In [217]: np.delete(x, x[3:6])
Out[217]: array([ 0, 2, 4, 6, 8, 10, 14, 18])
This works, but produces are different result, because x[3:6] is not the same as range(3,6). Also the np.delete does not work like the list delete. It deletes by index, not by matching value.
np.index_exp fails for the same reason that np.delete(x, (slice(3,6),)) does. 1, [1], (1,) are all valid and remove one item. Even '1', the string, works. delete parses this argument, and at this level, expects something that can be turned into an integer. obj.astype(intp). (slice(None),) is not a slice, it is a 1 item tuple. So it's handled in a different spot in the delete code. This is TypeError produced by something that delete calls, very different from the SyntaxError.
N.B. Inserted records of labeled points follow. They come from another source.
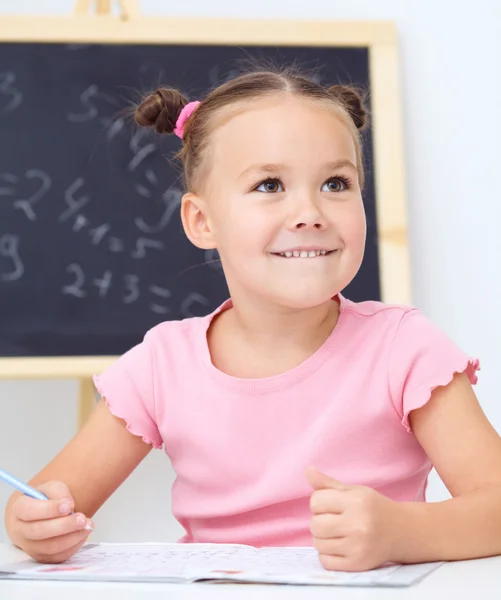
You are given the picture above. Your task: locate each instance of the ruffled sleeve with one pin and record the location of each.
(423, 358)
(127, 387)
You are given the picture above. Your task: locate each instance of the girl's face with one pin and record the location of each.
(282, 203)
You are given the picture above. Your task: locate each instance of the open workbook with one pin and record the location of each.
(189, 563)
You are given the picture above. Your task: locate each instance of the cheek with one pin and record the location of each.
(354, 229)
(245, 229)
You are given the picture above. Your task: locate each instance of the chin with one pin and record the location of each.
(304, 299)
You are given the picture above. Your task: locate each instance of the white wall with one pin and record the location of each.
(450, 54)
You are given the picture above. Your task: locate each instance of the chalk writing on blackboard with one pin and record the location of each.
(9, 250)
(10, 96)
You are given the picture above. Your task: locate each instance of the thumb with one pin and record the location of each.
(321, 481)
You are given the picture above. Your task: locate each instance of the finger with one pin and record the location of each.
(59, 549)
(336, 563)
(52, 528)
(327, 525)
(319, 480)
(328, 501)
(30, 509)
(331, 547)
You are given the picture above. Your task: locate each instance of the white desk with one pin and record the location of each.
(473, 579)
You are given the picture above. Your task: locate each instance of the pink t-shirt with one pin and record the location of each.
(240, 447)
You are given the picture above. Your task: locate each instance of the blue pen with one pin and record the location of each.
(21, 487)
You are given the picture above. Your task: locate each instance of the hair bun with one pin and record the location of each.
(353, 100)
(160, 110)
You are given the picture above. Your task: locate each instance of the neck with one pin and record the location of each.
(269, 326)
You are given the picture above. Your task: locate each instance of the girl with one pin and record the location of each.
(291, 415)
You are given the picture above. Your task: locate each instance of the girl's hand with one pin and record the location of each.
(354, 527)
(45, 529)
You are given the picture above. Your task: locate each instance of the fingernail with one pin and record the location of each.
(64, 508)
(81, 521)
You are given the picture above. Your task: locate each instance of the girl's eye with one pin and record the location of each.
(336, 184)
(270, 186)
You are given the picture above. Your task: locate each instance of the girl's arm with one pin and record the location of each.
(465, 449)
(95, 462)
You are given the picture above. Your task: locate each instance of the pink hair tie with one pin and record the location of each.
(184, 115)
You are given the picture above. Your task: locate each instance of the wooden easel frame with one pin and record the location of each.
(129, 27)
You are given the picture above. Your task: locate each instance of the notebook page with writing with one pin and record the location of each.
(187, 563)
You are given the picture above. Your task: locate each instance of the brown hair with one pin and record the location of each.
(161, 109)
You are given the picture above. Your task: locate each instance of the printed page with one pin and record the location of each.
(134, 562)
(214, 562)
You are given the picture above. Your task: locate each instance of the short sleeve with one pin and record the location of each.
(423, 358)
(127, 387)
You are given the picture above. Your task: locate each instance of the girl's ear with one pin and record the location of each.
(195, 222)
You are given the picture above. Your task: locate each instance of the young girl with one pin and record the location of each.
(291, 415)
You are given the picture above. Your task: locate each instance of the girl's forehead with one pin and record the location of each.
(284, 129)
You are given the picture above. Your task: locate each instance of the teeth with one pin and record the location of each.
(303, 253)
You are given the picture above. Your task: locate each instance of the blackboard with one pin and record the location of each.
(92, 251)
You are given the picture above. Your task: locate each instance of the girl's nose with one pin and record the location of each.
(307, 216)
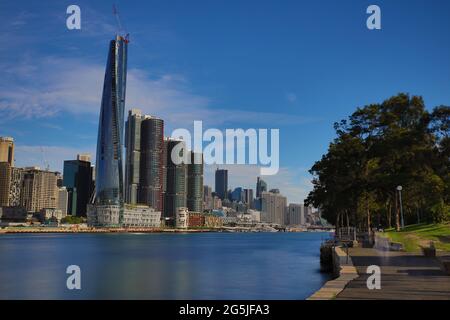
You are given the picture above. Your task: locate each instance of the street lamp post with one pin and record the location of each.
(400, 188)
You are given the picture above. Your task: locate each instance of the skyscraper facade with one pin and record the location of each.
(5, 179)
(207, 198)
(261, 186)
(221, 184)
(176, 179)
(109, 169)
(273, 208)
(295, 214)
(151, 163)
(237, 194)
(7, 150)
(248, 197)
(63, 200)
(132, 155)
(40, 190)
(77, 178)
(195, 183)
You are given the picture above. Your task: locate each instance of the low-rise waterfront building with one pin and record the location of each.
(182, 218)
(133, 216)
(196, 220)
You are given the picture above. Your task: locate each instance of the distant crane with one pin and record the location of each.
(120, 30)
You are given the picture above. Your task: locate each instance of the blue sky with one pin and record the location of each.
(294, 65)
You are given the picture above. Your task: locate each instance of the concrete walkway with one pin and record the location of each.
(403, 276)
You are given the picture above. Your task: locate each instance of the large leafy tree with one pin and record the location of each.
(379, 147)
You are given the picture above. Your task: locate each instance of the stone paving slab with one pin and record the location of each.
(407, 276)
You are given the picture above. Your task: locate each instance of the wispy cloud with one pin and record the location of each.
(53, 156)
(291, 97)
(43, 88)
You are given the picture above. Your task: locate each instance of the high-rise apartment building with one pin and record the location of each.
(7, 150)
(151, 163)
(109, 186)
(273, 208)
(237, 194)
(144, 143)
(221, 183)
(39, 190)
(176, 178)
(295, 214)
(208, 203)
(15, 186)
(132, 155)
(5, 179)
(195, 183)
(261, 186)
(248, 197)
(109, 169)
(63, 200)
(77, 178)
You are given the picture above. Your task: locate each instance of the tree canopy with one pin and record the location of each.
(380, 147)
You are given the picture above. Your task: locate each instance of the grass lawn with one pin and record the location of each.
(414, 236)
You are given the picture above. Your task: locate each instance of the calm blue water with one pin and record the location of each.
(162, 266)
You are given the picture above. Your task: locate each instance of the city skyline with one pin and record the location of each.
(193, 86)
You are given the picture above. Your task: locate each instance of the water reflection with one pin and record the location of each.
(162, 266)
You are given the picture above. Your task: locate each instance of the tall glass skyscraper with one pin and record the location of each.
(151, 163)
(176, 179)
(222, 183)
(195, 183)
(109, 169)
(77, 178)
(132, 155)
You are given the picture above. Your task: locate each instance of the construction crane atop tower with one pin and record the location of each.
(120, 29)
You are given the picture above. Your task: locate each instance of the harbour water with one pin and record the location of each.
(162, 266)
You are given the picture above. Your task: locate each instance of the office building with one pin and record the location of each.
(77, 178)
(195, 183)
(5, 179)
(151, 163)
(39, 190)
(132, 155)
(237, 195)
(7, 150)
(261, 186)
(248, 198)
(221, 183)
(176, 178)
(84, 157)
(182, 218)
(207, 198)
(63, 200)
(109, 167)
(295, 214)
(273, 208)
(15, 186)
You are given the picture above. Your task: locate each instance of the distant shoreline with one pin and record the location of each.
(17, 230)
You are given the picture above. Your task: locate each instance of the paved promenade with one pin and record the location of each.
(403, 276)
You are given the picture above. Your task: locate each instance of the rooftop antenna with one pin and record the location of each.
(46, 163)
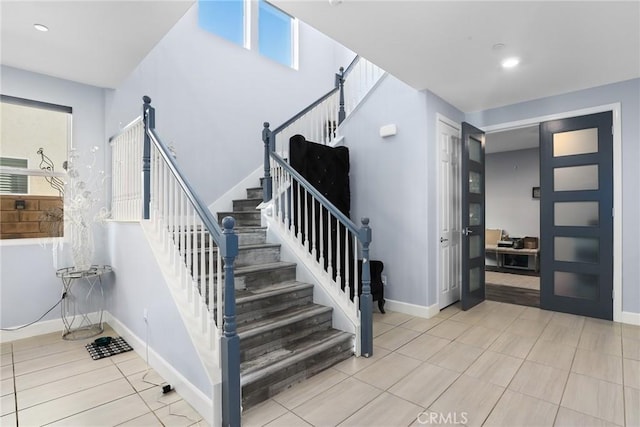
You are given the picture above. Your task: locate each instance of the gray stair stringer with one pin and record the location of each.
(284, 336)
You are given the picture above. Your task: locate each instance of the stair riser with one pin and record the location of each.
(261, 279)
(267, 387)
(278, 337)
(258, 309)
(244, 238)
(243, 219)
(247, 256)
(246, 204)
(258, 256)
(254, 193)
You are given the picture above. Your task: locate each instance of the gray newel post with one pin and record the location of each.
(231, 394)
(366, 300)
(340, 79)
(149, 119)
(266, 182)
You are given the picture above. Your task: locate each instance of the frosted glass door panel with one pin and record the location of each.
(575, 285)
(583, 141)
(577, 249)
(576, 214)
(475, 214)
(475, 182)
(575, 178)
(474, 279)
(475, 150)
(475, 246)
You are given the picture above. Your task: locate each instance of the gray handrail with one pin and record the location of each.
(350, 66)
(227, 242)
(305, 111)
(319, 196)
(207, 218)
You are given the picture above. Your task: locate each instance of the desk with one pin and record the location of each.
(82, 316)
(500, 252)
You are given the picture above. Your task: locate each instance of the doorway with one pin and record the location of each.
(615, 173)
(513, 215)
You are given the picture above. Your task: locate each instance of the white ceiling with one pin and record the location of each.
(443, 46)
(93, 42)
(446, 46)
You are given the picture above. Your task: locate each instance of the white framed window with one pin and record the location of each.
(13, 183)
(277, 34)
(35, 139)
(255, 25)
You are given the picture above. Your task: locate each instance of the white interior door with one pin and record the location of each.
(449, 215)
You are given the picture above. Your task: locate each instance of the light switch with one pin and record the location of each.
(388, 130)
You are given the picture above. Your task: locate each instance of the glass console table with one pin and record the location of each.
(82, 307)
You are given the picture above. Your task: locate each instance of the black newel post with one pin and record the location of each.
(230, 342)
(341, 112)
(366, 300)
(149, 119)
(266, 182)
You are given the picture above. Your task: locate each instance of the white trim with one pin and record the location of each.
(444, 119)
(39, 328)
(630, 318)
(617, 187)
(412, 309)
(40, 241)
(440, 121)
(224, 203)
(193, 395)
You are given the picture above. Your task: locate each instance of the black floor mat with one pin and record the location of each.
(116, 346)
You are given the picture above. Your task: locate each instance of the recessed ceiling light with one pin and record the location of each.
(510, 62)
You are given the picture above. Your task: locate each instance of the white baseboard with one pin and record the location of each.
(193, 395)
(40, 328)
(630, 318)
(412, 309)
(239, 191)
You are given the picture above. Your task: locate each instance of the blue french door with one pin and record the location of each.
(576, 217)
(473, 210)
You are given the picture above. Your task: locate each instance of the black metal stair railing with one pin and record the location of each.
(170, 202)
(331, 238)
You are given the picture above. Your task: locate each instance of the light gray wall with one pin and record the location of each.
(212, 97)
(28, 284)
(509, 205)
(392, 182)
(140, 285)
(626, 93)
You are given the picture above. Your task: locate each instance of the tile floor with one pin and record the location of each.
(54, 382)
(494, 365)
(510, 279)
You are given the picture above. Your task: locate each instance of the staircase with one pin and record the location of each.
(284, 336)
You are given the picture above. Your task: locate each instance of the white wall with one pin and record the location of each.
(139, 285)
(626, 93)
(394, 180)
(28, 284)
(212, 97)
(509, 205)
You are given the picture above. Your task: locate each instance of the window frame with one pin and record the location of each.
(14, 171)
(37, 172)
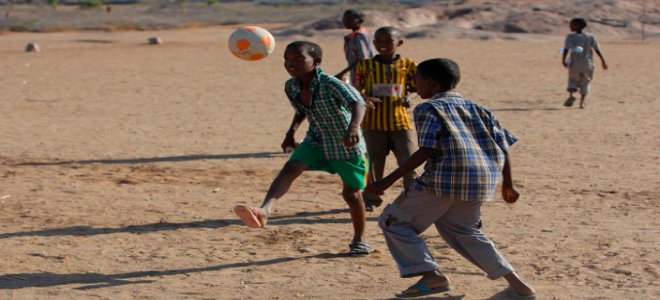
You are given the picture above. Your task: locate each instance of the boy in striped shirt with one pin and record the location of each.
(386, 83)
(466, 152)
(333, 143)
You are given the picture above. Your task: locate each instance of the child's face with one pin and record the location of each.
(426, 88)
(351, 22)
(575, 26)
(385, 44)
(298, 62)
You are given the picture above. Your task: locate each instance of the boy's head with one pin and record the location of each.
(353, 19)
(436, 75)
(386, 40)
(578, 24)
(302, 57)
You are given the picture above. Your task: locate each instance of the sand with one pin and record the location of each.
(120, 163)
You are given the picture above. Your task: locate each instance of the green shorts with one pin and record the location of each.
(353, 172)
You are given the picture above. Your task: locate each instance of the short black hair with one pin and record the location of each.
(580, 22)
(354, 13)
(444, 71)
(312, 49)
(390, 30)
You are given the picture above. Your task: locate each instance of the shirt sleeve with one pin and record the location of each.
(361, 75)
(594, 44)
(345, 92)
(428, 125)
(289, 91)
(410, 79)
(568, 43)
(362, 49)
(503, 138)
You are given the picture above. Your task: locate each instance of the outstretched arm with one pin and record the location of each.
(415, 160)
(289, 138)
(564, 54)
(352, 134)
(509, 194)
(602, 59)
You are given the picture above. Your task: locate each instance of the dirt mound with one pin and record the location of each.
(485, 19)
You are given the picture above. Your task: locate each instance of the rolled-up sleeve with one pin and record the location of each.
(428, 125)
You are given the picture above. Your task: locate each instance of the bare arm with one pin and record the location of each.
(602, 59)
(289, 138)
(415, 160)
(352, 135)
(509, 194)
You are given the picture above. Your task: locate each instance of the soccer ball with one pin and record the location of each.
(251, 43)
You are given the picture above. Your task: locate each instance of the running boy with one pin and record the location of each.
(581, 65)
(333, 142)
(465, 150)
(357, 44)
(386, 83)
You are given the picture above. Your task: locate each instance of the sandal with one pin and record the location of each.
(421, 289)
(359, 249)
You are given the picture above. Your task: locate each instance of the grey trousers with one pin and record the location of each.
(413, 212)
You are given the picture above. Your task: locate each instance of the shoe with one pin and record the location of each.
(359, 249)
(421, 289)
(368, 206)
(569, 101)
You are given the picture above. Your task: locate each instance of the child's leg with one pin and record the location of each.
(459, 227)
(281, 184)
(404, 145)
(258, 217)
(378, 150)
(353, 198)
(403, 221)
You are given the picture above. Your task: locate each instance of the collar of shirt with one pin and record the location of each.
(448, 94)
(356, 32)
(296, 87)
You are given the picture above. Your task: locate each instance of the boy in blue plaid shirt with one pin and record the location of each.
(333, 142)
(465, 150)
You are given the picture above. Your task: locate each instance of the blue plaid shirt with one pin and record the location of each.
(469, 148)
(329, 114)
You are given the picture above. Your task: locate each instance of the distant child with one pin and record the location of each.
(580, 65)
(465, 150)
(387, 84)
(357, 44)
(333, 142)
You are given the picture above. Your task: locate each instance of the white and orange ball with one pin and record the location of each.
(251, 43)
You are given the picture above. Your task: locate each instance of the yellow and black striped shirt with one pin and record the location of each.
(389, 82)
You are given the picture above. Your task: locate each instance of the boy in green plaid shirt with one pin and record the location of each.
(333, 142)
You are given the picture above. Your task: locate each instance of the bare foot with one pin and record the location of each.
(251, 216)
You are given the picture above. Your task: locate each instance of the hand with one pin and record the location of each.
(510, 195)
(369, 101)
(352, 136)
(289, 142)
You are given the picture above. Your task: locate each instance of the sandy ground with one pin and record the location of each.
(120, 164)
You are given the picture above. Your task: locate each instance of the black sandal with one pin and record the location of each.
(359, 249)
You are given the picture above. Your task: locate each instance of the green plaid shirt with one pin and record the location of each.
(329, 114)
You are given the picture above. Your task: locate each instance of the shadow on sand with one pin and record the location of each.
(299, 218)
(157, 159)
(98, 280)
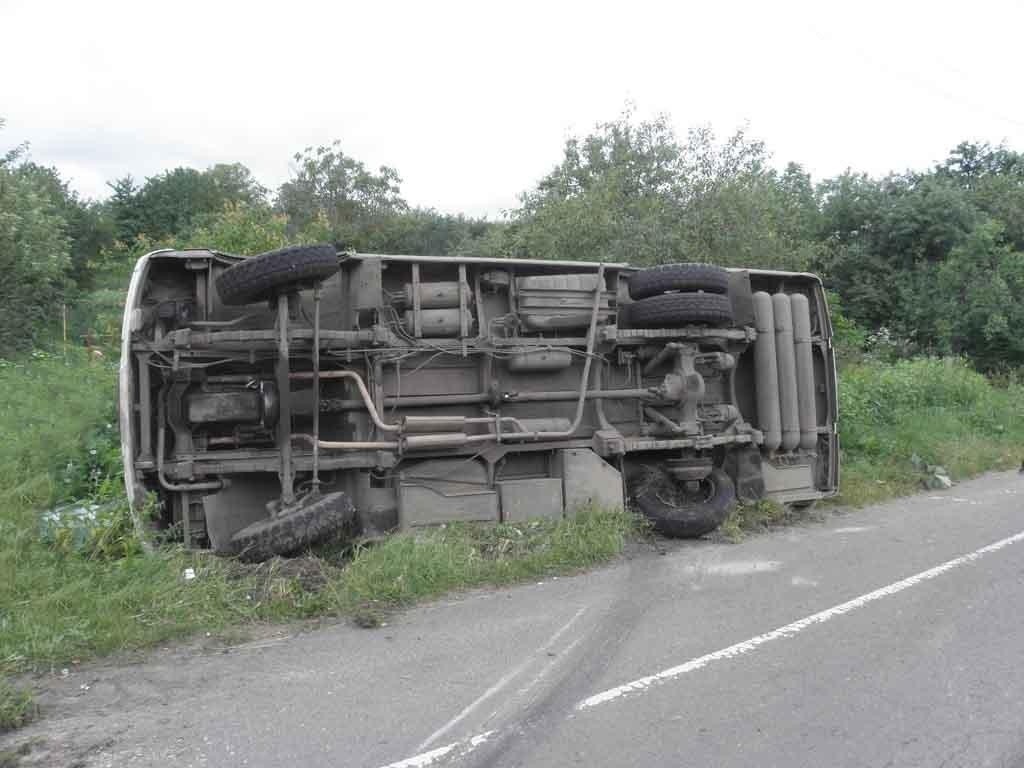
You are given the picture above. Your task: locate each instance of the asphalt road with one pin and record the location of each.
(891, 636)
In theory delete could extract the slice from the tuple and proceed as in the s_ case, but the developers did not choose to consider this variation.
A quick study of the code shows that np.delete uses 2 distinct copying methods - by slice and by boolean mask. If the obj is a slice, as in our example, it does (for 1d array):
out = np.empty(7)
out[0:3] = x[0:3]
out[3:7] = x[6:10]
But with [3,4,5] (instead of the slice) it does:
keep = np.ones((10,), dtype=bool)
keep[[3,4,5]] = False
return x[keep]
Same result, but with a different construction method. x[np.array([1,1,1,0,0,0,1,1,1,1],bool)] does the same thing.
In fact boolean indexing or masking like this is more common than np.delete, and generally just as powerful.
From the lib/index_tricks.py source file:
index_exp = IndexExpression(maketuple=True)
s_ = IndexExpression(maketuple=False)
They are slighly different versions of the same thing. And both are just convenience functions.
In [196]: np.s_[1:4]
Out[196]: slice(1, 4, None)
In [197]: np.index_exp[1:4]
Out[197]: (slice(1, 4, None),)
In [198]: np.s_[1:4, 5:10]
Out[198]: (slice(1, 4, None), slice(5, 10, None))
In [199]: np.index_exp[1:4, 5:10]
Out[199]: (slice(1, 4, None), slice(5, 10, None))
The maketuple business applies only when there is a single item, a slice or index.